New York Central
In the early 1950s, Young turned his attention to the New York Central Railroad (NYC). In 1954, after a long proxy struggle and with the aid of Clint Murchison, Sr. and Sid Williams Richardson, Young gained control of the NYC and became the chairman of its board.
Young maintained offices and an apartment in New York City. However, he preferred to do most of his office work in the privacy of the den of his mansion at Newport, Rhode Island. Among his circle of friends were the Duke and Duchess of Windsor.
The dreams of Young and innovative Alfred E. Perlman, whom he selected to become president of the NYC, to form a true transcontinental line were frustrated by antitrust suits and by lack of interest on the part of the western lines to merge with the nearly bankrupt New York Central corporation.

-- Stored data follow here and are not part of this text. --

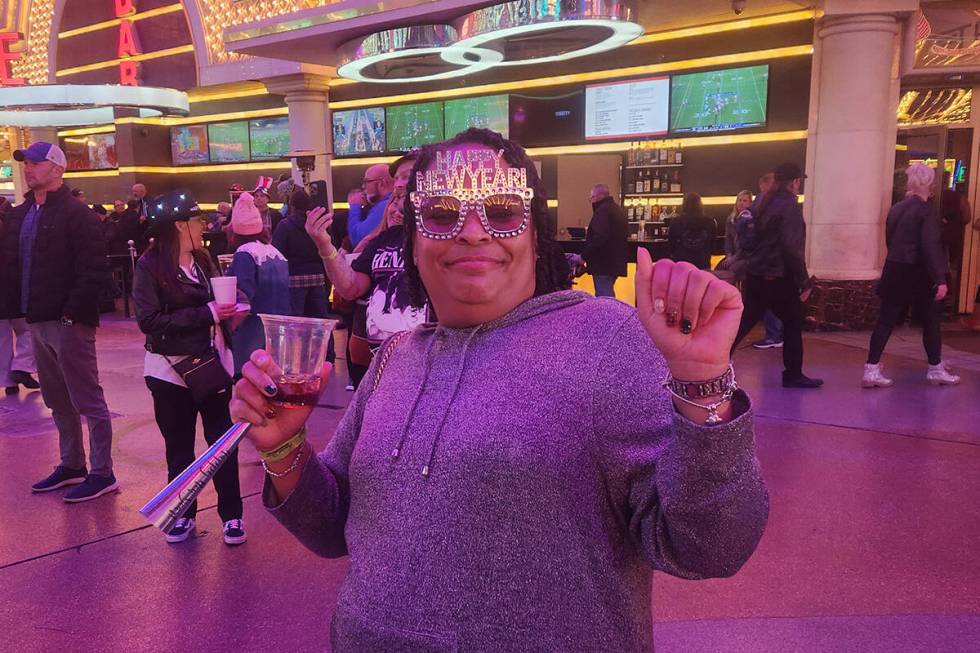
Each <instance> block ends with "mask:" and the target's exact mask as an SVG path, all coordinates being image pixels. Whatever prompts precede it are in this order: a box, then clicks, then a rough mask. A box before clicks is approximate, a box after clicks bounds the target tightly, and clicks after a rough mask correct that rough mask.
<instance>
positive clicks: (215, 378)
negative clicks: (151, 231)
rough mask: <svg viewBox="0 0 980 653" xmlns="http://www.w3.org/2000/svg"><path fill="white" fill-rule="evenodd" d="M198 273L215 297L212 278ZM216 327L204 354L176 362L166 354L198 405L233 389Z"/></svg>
mask: <svg viewBox="0 0 980 653" xmlns="http://www.w3.org/2000/svg"><path fill="white" fill-rule="evenodd" d="M197 273H198V275H199V276H200V277H201V279H203V280H204V284H205V285H206V286H207V288H208V297H209V298H210V299H214V292H213V291H212V290H211V281H210V279H208V276H207V275H206V274H204V270H201V269H200V268H198V270H197ZM216 328H217V326H212V327H211V346H210V348H208V350H207V351H206V352H204V353H203V354H195V355H192V356H188V357H187V358H185V359H184V360H182V361H180V362H179V363H176V364H175V363H171V362H170V359H169V358H167V357H166V356H164V358H166V359H167V362H168V363H170V367H172V368H173V369H174V372H176V373H177V375H178V376H180V378H182V379H183V380H184V384H185V385H186V386H187V389H188V390H190V393H191V398H193V399H194V403H196V404H198V405H200V404H203V403H206V402H207V401H210V400H211V399H213V398H214V397H217V396H218V395H221V394H224V393H226V392H228V391H229V390H231V385H232V379H231V375H230V374H228V370H226V369H225V366H224V365H222V364H221V357H220V356H219V355H218V351H217V349H216V348H215V346H214V330H215V329H216Z"/></svg>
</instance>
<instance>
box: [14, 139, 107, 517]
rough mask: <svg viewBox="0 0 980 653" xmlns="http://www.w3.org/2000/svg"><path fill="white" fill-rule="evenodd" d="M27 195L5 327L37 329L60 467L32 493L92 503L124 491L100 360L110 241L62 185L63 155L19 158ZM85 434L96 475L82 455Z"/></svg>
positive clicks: (97, 223)
mask: <svg viewBox="0 0 980 653" xmlns="http://www.w3.org/2000/svg"><path fill="white" fill-rule="evenodd" d="M14 158H15V159H16V160H17V161H19V162H21V163H22V164H23V166H24V178H25V180H26V181H27V185H28V187H30V189H31V190H30V191H29V192H28V193H27V194H26V195H25V196H24V202H23V203H22V204H20V205H19V206H17V207H15V208H14V209H13V210H12V211H11V212H10V215H9V216H8V217H7V220H6V223H5V225H4V230H3V238H2V241H0V248H2V252H3V256H2V257H0V259H2V260H3V261H4V269H3V270H2V271H0V280H2V283H3V284H5V288H4V291H5V292H4V293H2V296H3V297H4V301H3V305H2V306H0V317H17V316H18V315H24V316H26V318H27V323H28V324H29V325H30V327H31V336H32V337H33V339H34V354H35V357H36V358H37V367H38V375H39V376H40V380H41V394H42V396H43V397H44V403H45V404H46V405H47V406H48V408H50V409H51V414H52V417H53V418H54V422H55V425H56V426H57V427H58V433H59V437H60V449H61V464H60V465H58V466H57V467H56V468H55V470H54V472H53V473H52V474H51V475H50V476H48V477H47V478H46V479H44V480H42V481H39V482H38V483H35V484H34V485H33V487H32V490H33V491H34V492H47V491H49V490H54V489H56V488H59V487H63V486H66V485H78V487H76V488H73V489H71V490H70V491H69V492H68V493H67V494H66V495H65V497H64V499H65V501H67V502H69V503H77V502H80V501H88V500H89V499H94V498H96V497H100V496H102V495H103V494H106V493H108V492H114V491H115V490H117V489H118V487H119V486H118V484H117V483H116V478H115V476H114V475H113V473H112V454H111V449H112V421H111V419H110V417H109V408H108V407H107V406H106V402H105V396H104V394H103V392H102V387H101V386H100V385H99V369H98V361H97V358H96V352H95V332H96V327H98V325H99V309H98V299H99V291H100V290H101V288H102V285H103V284H104V283H105V280H106V274H107V267H106V266H107V263H106V257H105V241H104V240H103V239H102V238H101V237H100V225H99V219H98V217H96V215H95V213H93V212H92V211H91V210H90V209H89V208H88V207H86V206H85V205H84V204H82V203H81V202H79V201H78V200H77V199H75V198H74V197H72V195H71V191H70V190H69V189H68V187H67V186H65V185H64V182H63V175H64V172H65V165H66V160H65V154H64V152H62V151H61V149H60V148H59V147H58V146H56V145H52V144H50V143H43V142H38V143H34V144H33V145H31V146H30V147H29V148H26V149H23V150H17V151H15V152H14ZM82 415H84V416H85V417H86V419H87V421H88V427H89V450H90V458H91V463H92V470H91V473H88V472H87V470H86V467H85V449H84V447H83V445H82V422H81V416H82Z"/></svg>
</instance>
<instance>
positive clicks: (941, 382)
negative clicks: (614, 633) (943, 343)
mask: <svg viewBox="0 0 980 653" xmlns="http://www.w3.org/2000/svg"><path fill="white" fill-rule="evenodd" d="M906 176H907V178H908V185H907V188H908V192H907V193H906V196H905V199H904V200H902V201H901V202H899V203H898V204H896V205H895V206H893V207H892V210H891V211H890V212H889V213H888V222H887V223H886V226H885V242H886V244H887V245H888V258H887V259H886V260H885V267H884V269H883V270H882V272H881V281H880V282H879V283H878V296H879V297H881V313H880V314H879V315H878V325H877V326H876V327H875V330H874V332H873V333H872V334H871V347H870V351H869V352H868V362H867V363H866V364H865V366H864V377H863V378H862V379H861V385H862V386H863V387H865V388H887V387H889V386H891V385H892V380H891V379H889V378H887V377H886V376H885V375H884V374H883V373H882V371H881V354H882V352H883V351H884V350H885V345H886V344H887V343H888V338H889V337H890V336H891V334H892V329H894V328H895V325H896V324H898V323H899V322H900V321H901V320H902V319H903V318H904V317H905V313H906V311H907V310H908V308H909V307H910V306H911V307H912V308H913V311H914V313H913V314H917V315H921V318H922V344H923V346H924V347H925V350H926V355H927V356H928V358H929V371H928V372H927V373H926V380H927V381H928V382H929V383H931V384H933V385H955V384H957V383H959V382H960V377H958V376H956V375H955V374H952V373H951V372H950V371H949V370H948V369H946V366H945V365H944V364H943V361H942V337H941V334H940V320H941V318H942V310H943V306H942V300H943V299H945V297H946V293H947V291H948V289H947V286H946V267H947V264H946V255H945V253H944V252H943V244H942V231H941V227H940V224H939V216H938V215H937V214H936V207H935V206H934V205H933V204H932V203H931V202H930V201H929V195H930V192H931V190H932V183H933V181H934V180H935V176H936V174H935V172H934V171H933V170H932V168H930V167H929V166H927V165H925V164H922V163H914V164H912V165H911V166H909V168H908V170H907V171H906Z"/></svg>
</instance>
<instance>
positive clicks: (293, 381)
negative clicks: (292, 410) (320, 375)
mask: <svg viewBox="0 0 980 653" xmlns="http://www.w3.org/2000/svg"><path fill="white" fill-rule="evenodd" d="M276 385H277V386H279V394H277V395H276V396H275V398H273V400H272V403H274V404H276V405H277V406H284V407H286V408H300V407H302V406H316V402H317V400H318V399H319V398H320V377H319V376H312V377H309V376H300V375H295V374H294V375H290V376H280V377H279V380H278V381H277V383H276Z"/></svg>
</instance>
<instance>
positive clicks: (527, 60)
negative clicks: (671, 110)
mask: <svg viewBox="0 0 980 653" xmlns="http://www.w3.org/2000/svg"><path fill="white" fill-rule="evenodd" d="M634 5H635V2H634V0H563V1H562V2H528V1H527V0H512V1H509V2H504V3H501V4H498V5H494V6H492V7H486V8H484V9H479V10H477V11H474V12H471V13H469V14H466V15H465V16H463V17H462V18H460V20H459V22H458V25H459V28H458V29H456V28H454V27H453V26H451V25H414V26H410V27H399V28H396V29H389V30H384V31H382V32H376V33H374V34H370V35H368V36H367V37H365V38H361V39H356V40H354V41H350V42H348V43H345V44H344V45H342V46H340V48H338V50H337V57H338V60H337V64H338V66H337V74H338V75H339V76H340V77H343V78H345V79H349V80H354V81H358V82H373V83H376V84H405V83H409V82H431V81H437V80H442V79H450V78H453V77H462V76H464V75H469V74H472V73H477V72H481V71H483V70H487V69H489V68H497V67H502V66H527V65H534V64H544V63H552V62H556V61H566V60H568V59H573V58H576V57H585V56H589V55H594V54H599V53H601V52H606V51H608V50H613V49H615V48H619V47H621V46H624V45H626V44H627V43H629V42H630V41H633V40H635V39H637V38H639V37H641V36H643V26H642V25H640V24H639V23H637V22H636V9H635V6H634Z"/></svg>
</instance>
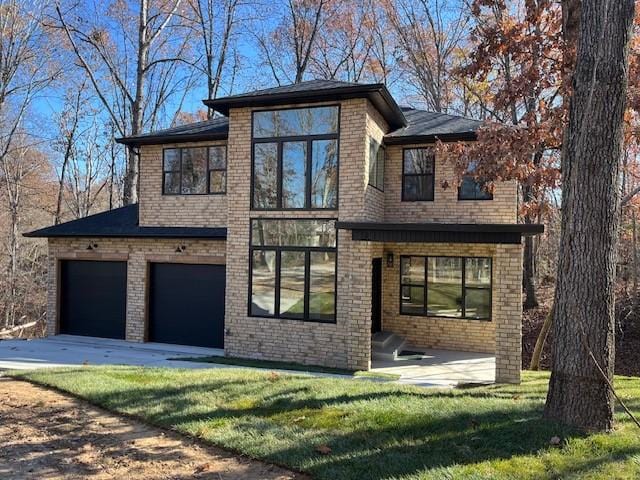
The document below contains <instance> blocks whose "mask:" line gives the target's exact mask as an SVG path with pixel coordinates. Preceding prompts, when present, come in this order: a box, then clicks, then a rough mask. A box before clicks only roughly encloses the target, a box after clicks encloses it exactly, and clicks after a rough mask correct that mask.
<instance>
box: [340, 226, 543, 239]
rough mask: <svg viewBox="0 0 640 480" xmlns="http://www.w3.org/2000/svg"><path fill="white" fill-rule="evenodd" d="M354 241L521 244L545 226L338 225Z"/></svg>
mask: <svg viewBox="0 0 640 480" xmlns="http://www.w3.org/2000/svg"><path fill="white" fill-rule="evenodd" d="M337 228H339V229H343V230H351V237H352V240H364V241H371V242H401V243H406V242H434V243H512V244H518V243H520V241H521V239H522V236H523V235H525V236H527V235H537V234H539V233H542V232H544V225H539V224H523V223H507V224H503V223H375V222H338V223H337Z"/></svg>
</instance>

Many of Young's friends and smaller investors lost money as NYC stock prices fell. On January 25, 1958, Young, who had suffered from depression for more than fifteen years, committed suicide at his winter mansion in Palm Beach, Florida. He is interred in Newport, Rhode Island. Oddly, Young had helped to restore an old cemetery in Canadian, which was renamed in honor of his aunt, Edith Ford, who had helped to rear him after the early death of his mother. That graveyard is today known as the Edith Ford Cemeteries.
Young donated rare papers to the University of Texas at Austin. For the rest of his life, he maintained lifelong correspondence with friends he had made in boyhood.